Why is there a reliance on manually editing
LocalSettings.php and uploading it to the site?
Why is there not an Admin page that edits this online?
"Config file vs. GUI admin page" is a religious issue for systems in general. If
you're running one just one wiki, say, as a hobby, then a GUI would probably be
simpler. As the sysadmin of 15+ MediaWiki sites (config file) and 10+ WordPress sites (GUI
that saves to a database) at a company, however, I have found MediaWiki's config files
much easier to maintain than WordPress's settings GUI & database, to keep the
settings of all our sites in sync. (With a GUI you often want a database, not a config
file, to support concurrent edits by multiple admins.)
Config files have these advantages:
1. Config changes can easily be tracked, rolled back, diffed, etc., using any
off-the-shelf version control system. (Even if your GUI can generate a config file to be
version controlled, you don't know that its final form will exactly reflect the change
you made: the "save" function might reorder lines, reformat the text, add
unwanted commands that set default values, etc. This screws up diffs.)

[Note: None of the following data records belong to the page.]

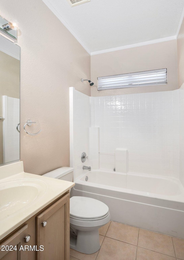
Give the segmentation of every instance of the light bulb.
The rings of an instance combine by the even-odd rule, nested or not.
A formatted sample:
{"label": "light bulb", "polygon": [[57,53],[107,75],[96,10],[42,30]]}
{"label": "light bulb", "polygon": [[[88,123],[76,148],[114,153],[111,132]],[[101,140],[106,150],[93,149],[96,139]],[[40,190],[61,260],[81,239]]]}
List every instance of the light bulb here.
{"label": "light bulb", "polygon": [[10,30],[14,29],[14,28],[12,23],[10,22],[8,22],[6,23],[3,25],[1,27],[3,30],[6,31],[8,31]]}
{"label": "light bulb", "polygon": [[10,21],[9,22],[11,22],[12,25],[12,30],[16,31],[18,29],[18,22],[15,19],[9,19],[9,20]]}

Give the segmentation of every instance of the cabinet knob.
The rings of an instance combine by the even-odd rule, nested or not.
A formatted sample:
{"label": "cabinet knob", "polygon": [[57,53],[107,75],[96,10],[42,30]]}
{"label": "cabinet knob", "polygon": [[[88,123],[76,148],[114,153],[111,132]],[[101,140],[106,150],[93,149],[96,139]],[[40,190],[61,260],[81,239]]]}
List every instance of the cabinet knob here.
{"label": "cabinet knob", "polygon": [[30,235],[28,235],[24,238],[24,242],[25,243],[27,243],[29,242],[30,238],[31,236]]}
{"label": "cabinet knob", "polygon": [[44,221],[43,222],[42,222],[41,223],[42,224],[42,227],[44,227],[46,225],[47,225],[47,221]]}

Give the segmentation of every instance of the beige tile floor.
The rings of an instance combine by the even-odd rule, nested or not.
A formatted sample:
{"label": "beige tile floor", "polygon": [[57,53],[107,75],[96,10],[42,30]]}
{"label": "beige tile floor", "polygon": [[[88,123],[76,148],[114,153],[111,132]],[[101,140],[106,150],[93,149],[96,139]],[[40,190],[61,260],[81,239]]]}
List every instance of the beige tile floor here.
{"label": "beige tile floor", "polygon": [[184,260],[184,240],[110,221],[99,229],[100,249],[70,248],[70,260]]}

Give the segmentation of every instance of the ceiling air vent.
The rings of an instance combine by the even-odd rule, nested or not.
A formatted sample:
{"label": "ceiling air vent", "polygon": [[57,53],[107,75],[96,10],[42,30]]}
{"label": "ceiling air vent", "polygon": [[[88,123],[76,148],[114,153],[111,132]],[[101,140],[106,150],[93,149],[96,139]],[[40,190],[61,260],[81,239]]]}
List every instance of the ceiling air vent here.
{"label": "ceiling air vent", "polygon": [[78,5],[81,5],[82,4],[84,4],[85,3],[87,3],[87,2],[90,2],[90,1],[91,0],[67,0],[72,7]]}

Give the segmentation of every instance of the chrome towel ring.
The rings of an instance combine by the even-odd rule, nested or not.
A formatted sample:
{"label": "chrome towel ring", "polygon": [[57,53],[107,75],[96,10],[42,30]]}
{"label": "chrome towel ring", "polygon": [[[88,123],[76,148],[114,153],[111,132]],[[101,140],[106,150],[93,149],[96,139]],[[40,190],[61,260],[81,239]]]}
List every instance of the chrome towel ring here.
{"label": "chrome towel ring", "polygon": [[17,127],[16,127],[16,128],[17,129],[17,132],[18,132],[19,133],[20,133],[20,131],[18,129],[18,126],[20,125],[20,123],[19,123],[18,124],[18,125],[17,125]]}
{"label": "chrome towel ring", "polygon": [[28,135],[37,135],[39,133],[40,133],[41,131],[41,130],[40,130],[39,132],[38,132],[38,133],[36,133],[35,134],[31,134],[30,133],[28,133],[28,132],[27,132],[27,131],[26,130],[26,125],[28,125],[30,126],[32,124],[36,124],[36,122],[32,122],[31,121],[31,120],[28,120],[27,121],[27,123],[26,123],[24,126],[24,130],[25,131],[26,133],[27,133],[27,134],[28,134]]}

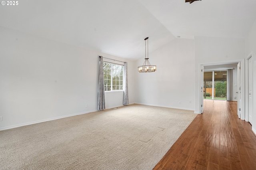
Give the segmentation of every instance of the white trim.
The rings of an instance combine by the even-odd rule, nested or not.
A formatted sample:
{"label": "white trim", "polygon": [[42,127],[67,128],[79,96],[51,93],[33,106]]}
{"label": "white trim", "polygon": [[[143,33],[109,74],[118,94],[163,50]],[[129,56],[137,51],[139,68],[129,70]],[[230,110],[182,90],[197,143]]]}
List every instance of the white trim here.
{"label": "white trim", "polygon": [[254,129],[253,127],[252,128],[252,131],[253,132],[253,133],[254,134],[254,135],[256,136],[256,130]]}
{"label": "white trim", "polygon": [[112,90],[111,91],[105,91],[105,93],[121,93],[124,92],[123,90]]}
{"label": "white trim", "polygon": [[10,127],[5,127],[4,128],[0,128],[0,131],[4,130],[5,130],[10,129],[13,128],[16,128],[19,127],[23,127],[24,126],[30,125],[31,125],[36,124],[37,123],[42,123],[45,122],[48,122],[48,121],[54,121],[54,120],[59,119],[62,118],[66,118],[66,117],[71,117],[72,116],[77,116],[80,115],[83,115],[86,113],[89,113],[92,112],[94,112],[98,111],[97,110],[94,111],[91,111],[88,112],[82,112],[78,113],[76,113],[72,115],[69,115],[66,116],[61,116],[60,117],[57,117],[54,118],[48,119],[47,119],[42,120],[42,121],[35,121],[34,122],[30,122],[29,123],[23,123],[22,124],[18,125],[16,125],[11,126]]}
{"label": "white trim", "polygon": [[[137,102],[136,102],[135,104],[138,104],[139,105],[147,105],[148,106],[157,106],[158,107],[166,107],[168,108],[177,109],[178,109],[186,110],[187,111],[194,111],[194,110],[193,109],[188,109],[188,108],[184,108],[182,107],[173,107],[168,106],[164,106],[162,105],[148,104],[145,104],[145,103],[137,103]],[[196,113],[195,112],[194,112],[194,113]]]}

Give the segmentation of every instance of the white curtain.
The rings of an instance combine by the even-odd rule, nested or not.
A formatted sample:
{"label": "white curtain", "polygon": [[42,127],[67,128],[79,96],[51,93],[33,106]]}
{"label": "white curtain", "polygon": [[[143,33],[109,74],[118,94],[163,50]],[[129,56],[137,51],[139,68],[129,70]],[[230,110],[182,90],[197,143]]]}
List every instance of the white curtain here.
{"label": "white curtain", "polygon": [[123,89],[124,90],[124,100],[123,105],[128,105],[128,79],[127,76],[127,63],[124,62],[124,77],[123,79]]}
{"label": "white curtain", "polygon": [[99,73],[99,88],[98,94],[98,110],[105,109],[105,90],[104,89],[104,73],[103,71],[103,57],[100,57],[100,73]]}

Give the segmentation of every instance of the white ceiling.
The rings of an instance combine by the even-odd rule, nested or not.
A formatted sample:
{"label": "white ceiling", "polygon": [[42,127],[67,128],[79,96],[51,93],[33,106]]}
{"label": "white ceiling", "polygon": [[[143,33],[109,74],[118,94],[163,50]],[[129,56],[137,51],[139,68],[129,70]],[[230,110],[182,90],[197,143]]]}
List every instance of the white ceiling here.
{"label": "white ceiling", "polygon": [[177,36],[244,38],[255,0],[43,0],[0,6],[0,26],[136,60]]}

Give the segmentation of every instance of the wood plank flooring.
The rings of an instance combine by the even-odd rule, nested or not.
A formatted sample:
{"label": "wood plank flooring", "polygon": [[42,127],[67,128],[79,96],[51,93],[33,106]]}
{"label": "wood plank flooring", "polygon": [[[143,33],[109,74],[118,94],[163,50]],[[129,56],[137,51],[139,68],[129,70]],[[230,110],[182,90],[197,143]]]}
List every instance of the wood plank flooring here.
{"label": "wood plank flooring", "polygon": [[256,170],[256,136],[237,102],[204,100],[198,115],[154,170]]}

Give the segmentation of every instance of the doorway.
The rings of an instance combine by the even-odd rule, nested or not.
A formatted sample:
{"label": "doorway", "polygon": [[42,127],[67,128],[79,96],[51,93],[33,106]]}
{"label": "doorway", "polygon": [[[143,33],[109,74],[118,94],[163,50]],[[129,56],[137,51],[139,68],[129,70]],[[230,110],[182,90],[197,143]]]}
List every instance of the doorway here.
{"label": "doorway", "polygon": [[252,57],[251,57],[248,62],[248,121],[252,124]]}
{"label": "doorway", "polygon": [[226,100],[227,71],[204,73],[204,99]]}
{"label": "doorway", "polygon": [[[199,107],[199,111],[201,111],[200,113],[202,113],[204,111],[204,73],[206,72],[213,71],[229,71],[229,69],[230,70],[229,71],[233,73],[233,76],[234,76],[235,74],[236,75],[237,73],[236,72],[237,72],[238,69],[237,65],[238,63],[240,64],[240,67],[239,67],[240,71],[241,74],[239,75],[237,75],[238,79],[240,80],[241,84],[238,85],[238,84],[234,82],[234,81],[230,81],[230,83],[232,83],[232,85],[230,86],[228,85],[228,82],[227,82],[227,92],[228,91],[231,91],[231,96],[229,96],[229,97],[232,97],[232,99],[231,101],[233,101],[233,99],[237,99],[238,93],[236,93],[237,91],[238,91],[240,93],[240,100],[238,100],[237,104],[240,106],[239,110],[240,111],[239,113],[241,113],[241,119],[244,120],[245,117],[245,107],[244,107],[244,99],[245,99],[245,88],[244,88],[244,74],[245,71],[244,69],[244,65],[245,64],[244,59],[241,60],[232,60],[231,61],[226,61],[225,62],[216,62],[212,63],[201,63],[199,64],[199,68],[200,69],[200,71],[199,73],[199,85],[200,89],[199,89],[199,96],[200,97],[198,99],[199,105],[198,107]],[[234,69],[235,69],[235,70]],[[233,71],[231,71],[233,70]],[[228,80],[228,75],[227,75],[227,80]],[[234,80],[234,79],[233,79]],[[229,87],[232,86],[233,89],[229,89]],[[238,89],[239,88],[239,89]],[[228,94],[227,94],[228,95]],[[239,117],[240,118],[240,117]]]}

2. "Undo" is easy, no matter how long ago you made the change. When I change
settings in the WordPress GUI and click "OK" or "Save", I sometimes
have to work hard to roll back those changes or even remember what they were.
3. You can put anything you want into the MediaWiki config file (arbitrary PHP code)
instead of whatever limited functionality that the GUI designers believed would be useful.
This is invaluable. Possibly you could factor out the simpler settings into a GUI tool.
4. Config files are easily deployed to multiple targets as part of a formal release
process: e.g., rsync to your 10+ wikis. With WordPress, I pull my hair out every time an
admin makes a change through the GUI on one site and doesn't document it. It can be
hard to identify that change so it can be documented, version-controlled, and deployed to
other sites.
5. With config files, you can use your favorite editor (emacs, vi, etc.) instead of
whatever the GUI designer gives you, which means I can work faster with fewer errors using
familiar tools.
The main advantage of a GUI, if it's designed VERY well, is simplicity, making
administration accessible to less technical people. That's not an issue for my team
(we're all technical). But I can imagine that a GUI for changing basic MediaWiki
settings would be useful for some admins.